# Please don't use these passwords. Sincerely, the Internet



## ekim68 (Jul 8, 2003)

> You may have protected your personal data with strong passwords, but when hackers seize control of other computers, the resulting "botnets" can cause plenty of collateral damage. The depressing part is that one of the biggest holes is the easiest to fix: terrible passwords. SplashData has just released its annual list of the worst ones (gleaned from hacked file dumps), and things haven't changed much over last year. The most common stolen password is still "123456," which edged out perennial groaner "password."


More


----------



## valis (Sep 24, 2004)

thank you, Mike. That list is required reading for my co-workers. 
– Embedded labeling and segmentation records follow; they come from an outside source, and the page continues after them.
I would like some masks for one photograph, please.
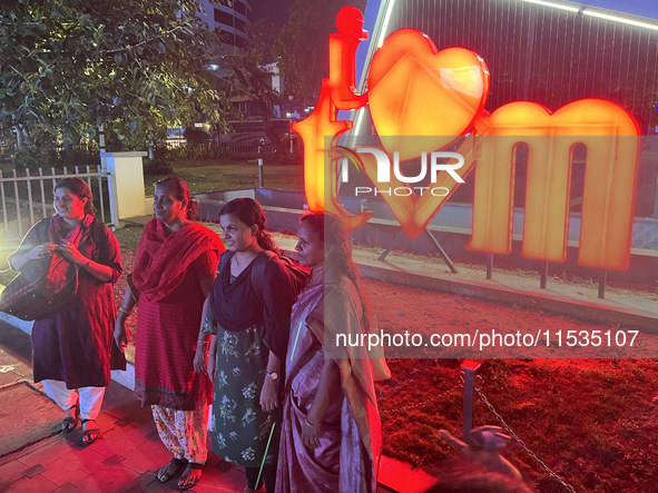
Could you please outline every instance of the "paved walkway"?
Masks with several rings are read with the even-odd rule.
[[[8,379],[31,382],[30,352],[30,336],[0,322],[0,368],[13,367],[0,374],[4,385],[16,385]],[[4,410],[16,404],[0,401],[1,430],[14,426]],[[35,410],[24,406],[22,412],[30,417]],[[63,413],[60,414],[59,421],[63,417]],[[141,408],[130,391],[112,382],[97,422],[102,435],[88,447],[81,445],[78,427],[67,436],[61,433],[47,436],[0,457],[0,491],[132,493],[178,490],[176,481],[161,484],[155,477],[156,471],[171,457],[158,437],[150,410]],[[243,470],[210,454],[202,482],[190,491],[242,492],[244,487]]]

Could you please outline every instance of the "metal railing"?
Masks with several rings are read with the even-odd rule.
[[[67,167],[62,171],[50,168],[50,175],[46,175],[39,168],[38,175],[32,175],[29,169],[24,176],[19,176],[16,169],[11,176],[6,177],[0,169],[0,200],[1,218],[0,237],[7,239],[20,239],[39,220],[55,213],[52,206],[56,184],[71,176],[77,176],[87,181],[94,195],[94,204],[97,216],[108,226],[116,224],[116,211],[110,204],[116,203],[110,193],[116,188],[110,185],[110,174],[102,166],[96,166],[96,170],[86,166],[80,170],[79,166],[70,172]]]

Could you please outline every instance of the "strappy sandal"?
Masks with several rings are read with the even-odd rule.
[[[163,465],[160,467],[156,477],[158,479],[158,481],[160,483],[166,483],[173,476],[175,476],[178,473],[178,471],[180,471],[183,469],[183,466],[186,464],[187,464],[187,461],[184,461],[183,459],[174,457],[174,459],[171,459],[171,461],[168,464]]]
[[[63,433],[70,433],[78,427],[78,405],[72,405],[70,410],[76,410],[72,416],[67,416],[61,421],[61,431]]]
[[[85,426],[85,424],[89,423],[90,421],[96,423],[96,420],[82,420],[82,426]],[[98,426],[88,427],[82,432],[82,445],[91,445],[98,440],[99,436],[100,428]]]
[[[189,479],[189,473],[191,473],[193,471],[202,471],[203,469],[204,464],[197,464],[196,462],[188,463],[187,467],[185,467],[185,471],[183,472],[183,475],[178,480],[178,487],[180,490],[189,490],[190,487],[196,486],[199,480],[202,479],[202,475],[199,474],[198,476],[194,477],[190,482],[187,482],[187,480]]]

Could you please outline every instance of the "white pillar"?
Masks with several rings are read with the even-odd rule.
[[[143,158],[148,152],[100,152],[109,171],[110,209],[116,228],[120,219],[146,216]]]

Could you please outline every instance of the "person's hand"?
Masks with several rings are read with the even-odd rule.
[[[308,417],[302,423],[302,443],[308,448],[317,448],[320,446],[320,426],[310,426],[306,424]]]
[[[215,361],[215,356],[208,357],[208,378],[210,382],[215,382],[215,367],[217,362]]]
[[[67,260],[70,260],[73,264],[77,265],[84,265],[87,264],[90,259],[85,257],[80,250],[78,248],[76,248],[69,241],[65,241],[60,248],[59,252],[61,253],[61,256],[63,258],[66,258]]]
[[[205,344],[198,344],[194,354],[194,371],[202,375],[208,373],[208,365],[206,363],[206,346]]]
[[[276,388],[276,382],[268,376],[266,376],[265,382],[263,382],[259,404],[265,412],[271,412],[278,407],[278,390]]]
[[[26,254],[26,258],[28,260],[37,260],[39,258],[46,258],[52,255],[55,252],[55,245],[51,243],[45,243],[43,245],[38,245],[32,248],[30,252]]]
[[[126,318],[122,317],[120,313],[115,324],[114,336],[117,347],[121,349],[121,353],[124,353],[126,351],[126,346],[128,345],[128,337],[126,336]]]

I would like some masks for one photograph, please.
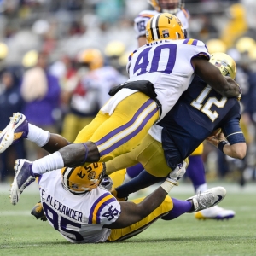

Don't need to help the villains THAT much.


----------



## hewee (Oct 26, 2001)

What about this one? Lets see who see's what it is.

sdrowssap


----------



## mmteam (Mar 4, 2004)

Awe man password backwards... I guess I need to change all mine....NOT


----------



## ekim68 (Jul 8, 2003)

Wow, that's cool Harry...:up:


----------



## hewee (Oct 26, 2001)

That was simple still but this would be a lot better sd*rows-Sap^15

Then never use a password or some close to it as a user name or close to your name or post anything close to your name so it makes it even harder to guess from those around you.


----------



## Devpro (Mar 9, 2015)

That's a must read list for too many people that I have helped with their computers and such...another dumb but common "opensesame" I mean come on.


----------